Another method of treating altitude sickness, in the short term, is a Hyperbaric Chamber. These are available from specialist stockists and are essentially a large inflatable bag that one person can fit inside. The air pressure on the inside of the bag can be increased to allow the person on the inside to experience normal air pressure. This should alleviate the effects of low pressure and has the same effect as descending as the ill person will experience higher air pressure. However, generally this device can only be used for short periods as the person cannot stand up or walk, or perform many tasks whilst inside the chamber.
Hyperbaric chambers are particularly useful if you are stuck in a place where you cannot safely descend and it can allow you to treat the person for a while until it is safe to move down to a lower altitude.
THE TOP OF THE WORLD
There does exist an altitude above which it is thought to be impossible for humans to survive at without wearing oxygen masks. 8,000 metres (26,247 feet) and above is classed as the Death Zone as the air pressure is simply too low for humans to get enough oxygen to keep them alive. Mountaineers do frequently climb this high but supplementary oxygen in the form of a tank and a mask is always required. Climbing into the death zone should only be undertaken by very experienced and well trained persons, or those under close guidance by trained professionals. It is not possible to fully acclimatise at these altitude regardless of the length of time spent on these extreme elevations.
As pressure decreases with altitude there is another noticeable effect and this is on your food and drink. At lower air pressures, the water (liquid) molecules can turn to steam (gas) much easier and require less energy to do so. Therefore, water boils at increasingly lower temperatures the higher you go.

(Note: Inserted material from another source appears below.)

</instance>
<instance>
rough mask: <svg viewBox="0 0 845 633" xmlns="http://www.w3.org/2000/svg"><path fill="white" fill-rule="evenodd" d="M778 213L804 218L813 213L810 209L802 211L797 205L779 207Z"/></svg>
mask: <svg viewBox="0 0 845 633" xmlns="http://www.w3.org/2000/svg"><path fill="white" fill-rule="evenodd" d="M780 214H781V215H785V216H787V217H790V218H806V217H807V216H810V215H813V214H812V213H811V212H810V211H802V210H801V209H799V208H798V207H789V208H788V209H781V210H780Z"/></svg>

Whilst this might seem trivial it is important as food will take much longer to cook and you should be prepared to have more fuel for your stove with you than you would normally require at low altitude. In the unlikely event that you are trying to purify water by boiling it at high altitude you should know that water will probably not get hot enough to have the desired bug killing effect. It also means that making the perfect cup of tea is a real challenge as the water never gets hot enough!
The effects of high to extreme altitude can have mild to very serious effects and it should not be ignored or overlooked. If you are travelling to a high place, ensure you are properly prepared for the effects and allow yourself time to adjust with each new altitude that you go to. Travel upwards as slowly as possible and keep a look out for signs of Cerebral Oedema and Pulmonary Oedeme and descend if you think yourself or a member of your group has these conditions.
Professional training and experience is very important so you can fully understand the effect low air pressure will have on you, make adjustments when required, and treat those who become ill.
Altitude can be serious fun but has serious potential dangers...stay safe; adventure is much more fun when you’re alive!